前も見ただろうに、なぜ無駄なことをするのか。
「やはり魔力障壁を突破できませんか……素晴らしい魔力量ですね」
すぐにジャックは離れた。
ナイフをくるくる回転させながら笑う。
「何が面白いんだ? お前、俺より弱いのに」
「くすくす。それはまだ分かりませんよ? 最後に立っていた者が強者。それだけでしょう?」
「確かにな」
「おい、待てジャック」
「ん? なんですか。早く尻尾を巻いて逃げなさい。あなたたちは別にやることがあるのでしょう?」
「そういうわけにもいかねぇだろうが」
ゴリラ顔の男が斧を手にした。
他の面々もそれぞれが武器を構える。
「……どういうことですか? 私の邪魔をするならあなたたちも殺しますよ」
「勘違いするな。俺たちはそいつが持つ袋に用があるんだ。それを手に入れられれば文句はねぇ。
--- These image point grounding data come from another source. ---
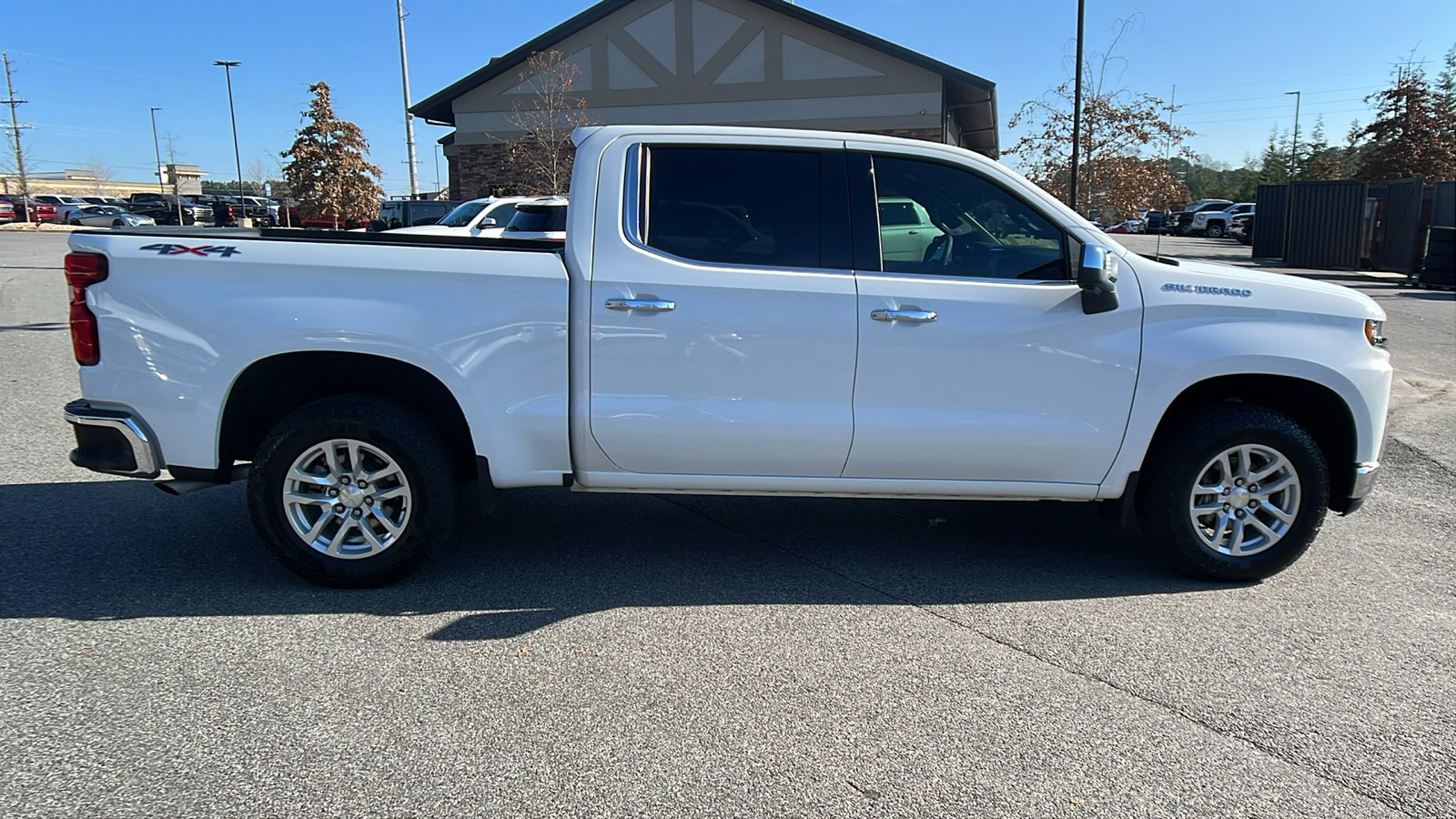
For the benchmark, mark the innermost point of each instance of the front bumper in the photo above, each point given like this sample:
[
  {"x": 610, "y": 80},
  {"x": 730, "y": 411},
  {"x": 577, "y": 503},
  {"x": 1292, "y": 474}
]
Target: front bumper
[
  {"x": 1361, "y": 487},
  {"x": 114, "y": 440}
]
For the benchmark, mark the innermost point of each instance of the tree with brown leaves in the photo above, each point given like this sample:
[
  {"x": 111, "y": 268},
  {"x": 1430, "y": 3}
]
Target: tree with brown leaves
[
  {"x": 328, "y": 174},
  {"x": 1121, "y": 130},
  {"x": 1412, "y": 135},
  {"x": 542, "y": 155}
]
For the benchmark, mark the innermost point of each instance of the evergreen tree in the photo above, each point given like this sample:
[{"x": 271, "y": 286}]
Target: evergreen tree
[{"x": 328, "y": 174}]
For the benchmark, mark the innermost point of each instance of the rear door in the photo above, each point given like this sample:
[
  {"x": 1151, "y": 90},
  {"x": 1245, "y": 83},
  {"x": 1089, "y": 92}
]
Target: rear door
[
  {"x": 977, "y": 361},
  {"x": 723, "y": 315}
]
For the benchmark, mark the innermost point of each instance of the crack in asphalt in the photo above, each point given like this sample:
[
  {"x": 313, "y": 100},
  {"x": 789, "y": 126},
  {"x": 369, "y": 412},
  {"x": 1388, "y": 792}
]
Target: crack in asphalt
[{"x": 1028, "y": 652}]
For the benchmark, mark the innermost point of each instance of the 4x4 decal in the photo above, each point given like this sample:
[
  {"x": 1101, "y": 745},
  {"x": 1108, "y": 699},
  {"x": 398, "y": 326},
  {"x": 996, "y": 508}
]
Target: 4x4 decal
[{"x": 201, "y": 249}]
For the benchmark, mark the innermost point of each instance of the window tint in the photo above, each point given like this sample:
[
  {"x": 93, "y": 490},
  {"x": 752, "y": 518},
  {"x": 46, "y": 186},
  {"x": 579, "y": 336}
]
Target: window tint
[
  {"x": 747, "y": 207},
  {"x": 897, "y": 213},
  {"x": 538, "y": 219},
  {"x": 427, "y": 213},
  {"x": 462, "y": 216},
  {"x": 979, "y": 229}
]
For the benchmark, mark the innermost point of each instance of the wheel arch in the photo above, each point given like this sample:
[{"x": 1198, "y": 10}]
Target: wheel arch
[
  {"x": 1315, "y": 407},
  {"x": 273, "y": 387}
]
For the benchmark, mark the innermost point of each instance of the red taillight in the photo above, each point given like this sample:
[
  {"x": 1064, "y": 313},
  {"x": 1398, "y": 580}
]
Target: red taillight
[{"x": 84, "y": 270}]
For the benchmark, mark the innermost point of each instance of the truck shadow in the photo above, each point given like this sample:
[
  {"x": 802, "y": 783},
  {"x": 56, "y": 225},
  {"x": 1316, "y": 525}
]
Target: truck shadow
[{"x": 118, "y": 550}]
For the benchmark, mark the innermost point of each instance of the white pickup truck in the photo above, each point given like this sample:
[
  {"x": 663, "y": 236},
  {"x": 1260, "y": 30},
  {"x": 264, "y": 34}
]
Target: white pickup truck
[{"x": 723, "y": 319}]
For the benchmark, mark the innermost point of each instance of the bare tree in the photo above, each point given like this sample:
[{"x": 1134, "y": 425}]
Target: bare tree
[
  {"x": 328, "y": 174},
  {"x": 541, "y": 157},
  {"x": 1121, "y": 135},
  {"x": 257, "y": 174},
  {"x": 99, "y": 172}
]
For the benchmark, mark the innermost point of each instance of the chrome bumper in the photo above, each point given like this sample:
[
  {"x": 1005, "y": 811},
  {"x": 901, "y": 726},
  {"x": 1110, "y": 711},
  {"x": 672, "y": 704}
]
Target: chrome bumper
[
  {"x": 1361, "y": 487},
  {"x": 113, "y": 440}
]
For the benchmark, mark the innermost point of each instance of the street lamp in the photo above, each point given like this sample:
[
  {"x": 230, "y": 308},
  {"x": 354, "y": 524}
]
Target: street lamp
[
  {"x": 157, "y": 149},
  {"x": 228, "y": 69},
  {"x": 1293, "y": 157}
]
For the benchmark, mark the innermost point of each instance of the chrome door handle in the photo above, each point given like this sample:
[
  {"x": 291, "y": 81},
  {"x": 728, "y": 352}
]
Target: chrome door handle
[
  {"x": 650, "y": 305},
  {"x": 903, "y": 315}
]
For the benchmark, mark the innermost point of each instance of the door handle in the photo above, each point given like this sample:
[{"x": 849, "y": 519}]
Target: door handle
[
  {"x": 650, "y": 305},
  {"x": 903, "y": 315}
]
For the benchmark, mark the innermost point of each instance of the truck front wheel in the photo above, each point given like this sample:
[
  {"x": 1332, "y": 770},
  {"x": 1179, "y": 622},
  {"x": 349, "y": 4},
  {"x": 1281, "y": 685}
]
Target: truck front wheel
[
  {"x": 351, "y": 491},
  {"x": 1238, "y": 493}
]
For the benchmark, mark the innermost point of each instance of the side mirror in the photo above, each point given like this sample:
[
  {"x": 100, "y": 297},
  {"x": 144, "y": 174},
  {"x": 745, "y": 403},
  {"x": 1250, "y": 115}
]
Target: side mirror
[{"x": 1097, "y": 278}]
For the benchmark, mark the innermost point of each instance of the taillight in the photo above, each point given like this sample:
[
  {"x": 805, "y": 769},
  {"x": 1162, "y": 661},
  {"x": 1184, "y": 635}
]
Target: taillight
[{"x": 84, "y": 270}]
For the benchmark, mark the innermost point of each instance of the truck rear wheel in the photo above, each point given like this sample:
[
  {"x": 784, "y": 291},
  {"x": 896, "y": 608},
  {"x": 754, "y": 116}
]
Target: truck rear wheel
[
  {"x": 1237, "y": 494},
  {"x": 351, "y": 491}
]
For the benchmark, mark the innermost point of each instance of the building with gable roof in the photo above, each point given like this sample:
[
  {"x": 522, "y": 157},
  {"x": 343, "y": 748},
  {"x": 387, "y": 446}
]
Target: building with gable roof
[{"x": 764, "y": 63}]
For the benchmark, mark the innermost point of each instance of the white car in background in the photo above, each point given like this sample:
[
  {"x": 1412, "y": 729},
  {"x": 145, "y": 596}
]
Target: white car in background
[
  {"x": 504, "y": 217},
  {"x": 106, "y": 216},
  {"x": 477, "y": 217},
  {"x": 65, "y": 206}
]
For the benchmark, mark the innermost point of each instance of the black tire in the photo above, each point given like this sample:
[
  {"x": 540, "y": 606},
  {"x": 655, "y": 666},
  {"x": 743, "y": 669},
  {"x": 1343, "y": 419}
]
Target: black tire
[
  {"x": 1167, "y": 491},
  {"x": 386, "y": 428}
]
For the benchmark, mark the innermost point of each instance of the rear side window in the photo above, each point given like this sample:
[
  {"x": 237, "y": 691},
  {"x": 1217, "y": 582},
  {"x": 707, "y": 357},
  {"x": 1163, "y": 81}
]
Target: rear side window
[{"x": 735, "y": 206}]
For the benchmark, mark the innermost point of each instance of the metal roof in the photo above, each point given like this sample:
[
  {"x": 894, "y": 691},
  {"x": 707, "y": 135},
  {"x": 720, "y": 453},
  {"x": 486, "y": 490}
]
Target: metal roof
[{"x": 970, "y": 98}]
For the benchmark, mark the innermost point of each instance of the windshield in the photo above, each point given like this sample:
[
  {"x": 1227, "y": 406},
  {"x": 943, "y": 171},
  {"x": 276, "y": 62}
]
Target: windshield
[
  {"x": 538, "y": 220},
  {"x": 462, "y": 216}
]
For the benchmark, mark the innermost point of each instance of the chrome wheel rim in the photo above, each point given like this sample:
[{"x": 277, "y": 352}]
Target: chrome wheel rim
[
  {"x": 347, "y": 499},
  {"x": 1245, "y": 500}
]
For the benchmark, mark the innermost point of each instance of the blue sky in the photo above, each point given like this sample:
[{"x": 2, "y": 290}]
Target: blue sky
[{"x": 92, "y": 69}]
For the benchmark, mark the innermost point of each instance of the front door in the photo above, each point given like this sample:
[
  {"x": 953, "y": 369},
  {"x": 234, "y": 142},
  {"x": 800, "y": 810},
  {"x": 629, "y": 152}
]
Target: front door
[
  {"x": 723, "y": 329},
  {"x": 977, "y": 361}
]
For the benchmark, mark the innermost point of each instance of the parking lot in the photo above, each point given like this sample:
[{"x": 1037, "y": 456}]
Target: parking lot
[{"x": 586, "y": 654}]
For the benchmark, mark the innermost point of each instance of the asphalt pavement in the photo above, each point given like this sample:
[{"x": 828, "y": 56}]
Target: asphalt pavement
[{"x": 581, "y": 654}]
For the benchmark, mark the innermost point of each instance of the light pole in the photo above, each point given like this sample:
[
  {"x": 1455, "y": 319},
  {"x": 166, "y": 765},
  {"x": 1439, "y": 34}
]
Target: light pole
[
  {"x": 228, "y": 69},
  {"x": 157, "y": 149},
  {"x": 1077, "y": 106},
  {"x": 1293, "y": 155}
]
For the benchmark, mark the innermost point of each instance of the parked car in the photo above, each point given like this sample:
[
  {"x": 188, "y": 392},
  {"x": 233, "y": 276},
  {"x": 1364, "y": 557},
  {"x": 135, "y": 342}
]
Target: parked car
[
  {"x": 293, "y": 217},
  {"x": 31, "y": 210},
  {"x": 1242, "y": 228},
  {"x": 475, "y": 217},
  {"x": 164, "y": 208},
  {"x": 261, "y": 208},
  {"x": 1215, "y": 223},
  {"x": 412, "y": 213},
  {"x": 713, "y": 324},
  {"x": 1179, "y": 222},
  {"x": 116, "y": 201},
  {"x": 108, "y": 216},
  {"x": 63, "y": 205}
]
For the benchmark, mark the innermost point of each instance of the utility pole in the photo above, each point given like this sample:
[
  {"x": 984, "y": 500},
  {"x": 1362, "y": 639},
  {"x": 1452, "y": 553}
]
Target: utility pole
[
  {"x": 157, "y": 149},
  {"x": 15, "y": 131},
  {"x": 1293, "y": 152},
  {"x": 410, "y": 118},
  {"x": 1077, "y": 106},
  {"x": 228, "y": 67}
]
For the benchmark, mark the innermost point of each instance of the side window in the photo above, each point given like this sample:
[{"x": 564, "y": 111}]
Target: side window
[
  {"x": 734, "y": 206},
  {"x": 965, "y": 225}
]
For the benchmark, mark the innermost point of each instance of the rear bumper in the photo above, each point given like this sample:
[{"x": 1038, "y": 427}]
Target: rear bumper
[
  {"x": 1361, "y": 487},
  {"x": 113, "y": 440}
]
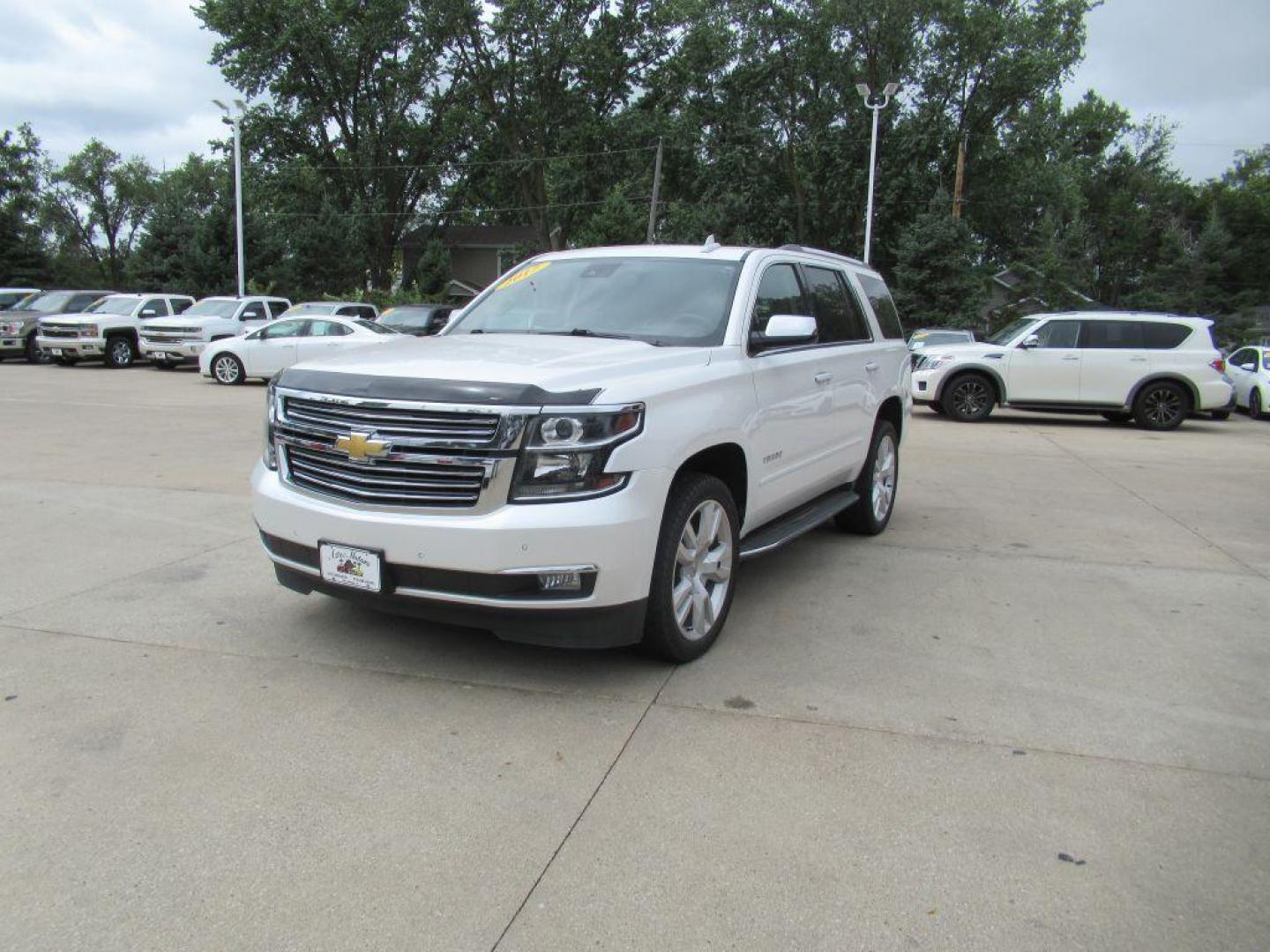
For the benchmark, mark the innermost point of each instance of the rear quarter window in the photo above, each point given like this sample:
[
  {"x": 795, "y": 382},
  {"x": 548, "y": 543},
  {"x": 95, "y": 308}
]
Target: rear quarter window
[{"x": 883, "y": 306}]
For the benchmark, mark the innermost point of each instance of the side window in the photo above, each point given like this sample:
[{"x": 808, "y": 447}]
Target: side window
[
  {"x": 329, "y": 329},
  {"x": 884, "y": 309},
  {"x": 836, "y": 310},
  {"x": 779, "y": 292},
  {"x": 1113, "y": 335},
  {"x": 1163, "y": 337},
  {"x": 283, "y": 329},
  {"x": 1059, "y": 334}
]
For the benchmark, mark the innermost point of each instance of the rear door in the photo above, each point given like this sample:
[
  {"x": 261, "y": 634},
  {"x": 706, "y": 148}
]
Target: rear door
[
  {"x": 1050, "y": 372},
  {"x": 1114, "y": 358}
]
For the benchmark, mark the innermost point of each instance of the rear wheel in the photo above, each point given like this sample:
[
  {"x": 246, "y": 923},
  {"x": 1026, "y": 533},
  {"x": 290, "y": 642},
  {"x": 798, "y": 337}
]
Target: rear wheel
[
  {"x": 877, "y": 485},
  {"x": 1161, "y": 406},
  {"x": 118, "y": 352},
  {"x": 228, "y": 369},
  {"x": 696, "y": 555},
  {"x": 969, "y": 398}
]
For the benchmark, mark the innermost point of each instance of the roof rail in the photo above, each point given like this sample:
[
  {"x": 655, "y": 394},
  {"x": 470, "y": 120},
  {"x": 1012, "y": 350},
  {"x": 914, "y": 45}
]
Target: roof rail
[{"x": 823, "y": 253}]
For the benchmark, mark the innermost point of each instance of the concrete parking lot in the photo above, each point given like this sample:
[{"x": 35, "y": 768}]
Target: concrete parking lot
[{"x": 1033, "y": 715}]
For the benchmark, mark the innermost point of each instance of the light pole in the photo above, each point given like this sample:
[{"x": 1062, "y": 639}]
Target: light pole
[
  {"x": 877, "y": 106},
  {"x": 235, "y": 120}
]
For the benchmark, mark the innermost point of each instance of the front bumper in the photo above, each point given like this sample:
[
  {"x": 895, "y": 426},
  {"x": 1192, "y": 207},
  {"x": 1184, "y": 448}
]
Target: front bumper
[{"x": 616, "y": 534}]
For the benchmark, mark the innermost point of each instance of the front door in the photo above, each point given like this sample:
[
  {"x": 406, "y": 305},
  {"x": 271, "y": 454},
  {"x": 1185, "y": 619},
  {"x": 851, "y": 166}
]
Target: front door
[{"x": 1048, "y": 372}]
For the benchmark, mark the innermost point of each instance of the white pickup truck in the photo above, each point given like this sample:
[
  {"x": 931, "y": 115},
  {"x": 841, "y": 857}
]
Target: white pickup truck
[
  {"x": 583, "y": 457},
  {"x": 107, "y": 331},
  {"x": 169, "y": 343}
]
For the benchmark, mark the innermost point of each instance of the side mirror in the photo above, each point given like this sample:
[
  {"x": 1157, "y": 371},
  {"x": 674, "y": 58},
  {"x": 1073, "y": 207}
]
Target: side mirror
[{"x": 787, "y": 331}]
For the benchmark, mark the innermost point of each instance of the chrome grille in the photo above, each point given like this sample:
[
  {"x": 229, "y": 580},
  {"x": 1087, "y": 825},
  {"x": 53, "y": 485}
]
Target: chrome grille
[
  {"x": 469, "y": 429},
  {"x": 394, "y": 481}
]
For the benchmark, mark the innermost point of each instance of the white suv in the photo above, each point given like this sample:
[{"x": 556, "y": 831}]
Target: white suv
[
  {"x": 168, "y": 343},
  {"x": 583, "y": 457},
  {"x": 1151, "y": 368},
  {"x": 107, "y": 331}
]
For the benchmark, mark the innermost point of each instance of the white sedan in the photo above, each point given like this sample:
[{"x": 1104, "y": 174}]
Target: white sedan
[
  {"x": 288, "y": 340},
  {"x": 1249, "y": 369}
]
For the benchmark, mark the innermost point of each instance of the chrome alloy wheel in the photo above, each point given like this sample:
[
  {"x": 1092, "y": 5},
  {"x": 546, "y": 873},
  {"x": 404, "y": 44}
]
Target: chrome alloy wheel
[
  {"x": 225, "y": 367},
  {"x": 703, "y": 570},
  {"x": 1162, "y": 406},
  {"x": 970, "y": 397},
  {"x": 884, "y": 478}
]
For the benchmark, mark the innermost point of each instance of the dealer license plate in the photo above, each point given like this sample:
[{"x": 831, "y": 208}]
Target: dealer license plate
[{"x": 355, "y": 568}]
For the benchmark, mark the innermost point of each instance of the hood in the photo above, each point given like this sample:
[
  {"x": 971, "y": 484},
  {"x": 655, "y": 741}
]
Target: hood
[{"x": 546, "y": 362}]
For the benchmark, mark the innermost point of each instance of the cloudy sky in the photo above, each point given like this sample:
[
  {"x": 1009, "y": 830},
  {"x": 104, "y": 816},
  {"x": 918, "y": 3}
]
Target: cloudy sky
[{"x": 135, "y": 74}]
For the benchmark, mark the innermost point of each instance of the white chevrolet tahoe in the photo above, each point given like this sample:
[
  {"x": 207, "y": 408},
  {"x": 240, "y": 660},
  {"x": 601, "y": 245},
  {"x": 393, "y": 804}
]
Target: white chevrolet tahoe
[
  {"x": 583, "y": 457},
  {"x": 1152, "y": 368},
  {"x": 170, "y": 342},
  {"x": 107, "y": 331}
]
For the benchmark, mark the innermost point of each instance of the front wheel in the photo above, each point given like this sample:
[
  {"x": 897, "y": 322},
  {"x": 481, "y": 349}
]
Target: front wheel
[
  {"x": 1161, "y": 406},
  {"x": 692, "y": 569},
  {"x": 969, "y": 398},
  {"x": 228, "y": 369},
  {"x": 877, "y": 485}
]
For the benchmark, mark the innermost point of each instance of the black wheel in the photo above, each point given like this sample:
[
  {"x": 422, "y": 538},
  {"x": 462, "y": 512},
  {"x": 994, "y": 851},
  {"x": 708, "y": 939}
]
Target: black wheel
[
  {"x": 877, "y": 485},
  {"x": 120, "y": 352},
  {"x": 1161, "y": 406},
  {"x": 692, "y": 570},
  {"x": 34, "y": 353},
  {"x": 228, "y": 369},
  {"x": 969, "y": 398}
]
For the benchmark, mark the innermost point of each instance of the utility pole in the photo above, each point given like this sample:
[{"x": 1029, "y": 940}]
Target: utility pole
[
  {"x": 877, "y": 106},
  {"x": 235, "y": 120},
  {"x": 657, "y": 188},
  {"x": 959, "y": 183}
]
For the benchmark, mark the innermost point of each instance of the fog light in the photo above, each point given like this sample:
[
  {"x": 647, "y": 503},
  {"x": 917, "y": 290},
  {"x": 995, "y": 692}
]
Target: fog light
[{"x": 560, "y": 582}]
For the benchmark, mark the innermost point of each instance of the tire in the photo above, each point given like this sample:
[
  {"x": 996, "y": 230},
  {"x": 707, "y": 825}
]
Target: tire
[
  {"x": 877, "y": 485},
  {"x": 969, "y": 398},
  {"x": 34, "y": 353},
  {"x": 1161, "y": 406},
  {"x": 228, "y": 369},
  {"x": 696, "y": 577},
  {"x": 120, "y": 352}
]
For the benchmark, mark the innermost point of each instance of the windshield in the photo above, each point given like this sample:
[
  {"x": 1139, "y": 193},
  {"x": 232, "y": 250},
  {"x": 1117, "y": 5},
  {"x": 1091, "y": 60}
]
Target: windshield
[
  {"x": 49, "y": 302},
  {"x": 112, "y": 305},
  {"x": 672, "y": 301},
  {"x": 211, "y": 308},
  {"x": 1010, "y": 331},
  {"x": 309, "y": 308}
]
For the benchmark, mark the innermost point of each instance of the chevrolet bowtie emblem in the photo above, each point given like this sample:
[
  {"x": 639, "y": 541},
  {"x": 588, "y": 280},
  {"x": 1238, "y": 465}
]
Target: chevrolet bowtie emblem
[{"x": 360, "y": 446}]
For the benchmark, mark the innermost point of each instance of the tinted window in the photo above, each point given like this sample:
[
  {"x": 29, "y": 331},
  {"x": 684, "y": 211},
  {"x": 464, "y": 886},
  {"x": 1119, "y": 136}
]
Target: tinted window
[
  {"x": 1163, "y": 337},
  {"x": 779, "y": 292},
  {"x": 836, "y": 311},
  {"x": 1113, "y": 335},
  {"x": 329, "y": 329},
  {"x": 884, "y": 309},
  {"x": 1058, "y": 334}
]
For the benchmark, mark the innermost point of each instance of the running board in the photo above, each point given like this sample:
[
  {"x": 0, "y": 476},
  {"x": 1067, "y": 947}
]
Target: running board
[{"x": 796, "y": 522}]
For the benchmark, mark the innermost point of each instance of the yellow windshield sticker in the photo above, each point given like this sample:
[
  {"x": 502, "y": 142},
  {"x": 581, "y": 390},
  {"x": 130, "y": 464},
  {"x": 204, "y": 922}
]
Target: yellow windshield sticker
[{"x": 524, "y": 273}]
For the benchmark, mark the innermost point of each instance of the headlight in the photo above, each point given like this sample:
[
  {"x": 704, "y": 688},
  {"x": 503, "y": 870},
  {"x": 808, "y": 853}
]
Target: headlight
[
  {"x": 565, "y": 453},
  {"x": 271, "y": 452}
]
だからここは協力してそいつを倒すぞ」
「チッ。せっかくの機会が……まあいいでしょう。彼を苦しめることができれば充分です」
「五対一か。少しは時間を稼げるかな?」
「ハッ。その減らず口もそこまでだ。さっさとやれ、ジャック」
「はいはい。分かっていますよ」
ジャックはゴリラ顔の男に急かされて懐から小さな棒状の道具を取り出した。
それを起動する。
直後。
「——ッ!? これは……魔力が……」
俺の魔力操作に影響が出る。
上手く魔力を練りあげられなかった。
「くすくす。どうでしょう。これは周囲の魔力を乱すアーティファクトです。上手く魔力が使えなくて困っているでしょうねぇ」
「魔力を乱すアーティファクトだと? そんなものを使ったら、お前らもただでは済まないだろ」
「ご安心を。このアーティファクトは対象を選択できる範囲の狭いものでね。こういう時には便利なんです」
「なるほどね」
つまり、現状魔力が使えないのは俺だけか。
魔力障壁も消えてしまった。
もう一度構築し直すのは無理だな……しょうがない。
「だったらやるべきことは一つだ。剣があればまだ戦える。そうだろ?」
「魔力を相手にどれくらい耐えられますかねぇ?」
ジャックが懐へ踏み込む。
素早くナイフを振り、俺の体を刻もうとした。
それを剣で巧みに防ぐ。
すると後ろからゴリラ顔の大男が斧を振り上げて現れた。
凶悪な一撃が俺の頭上に落ちる——。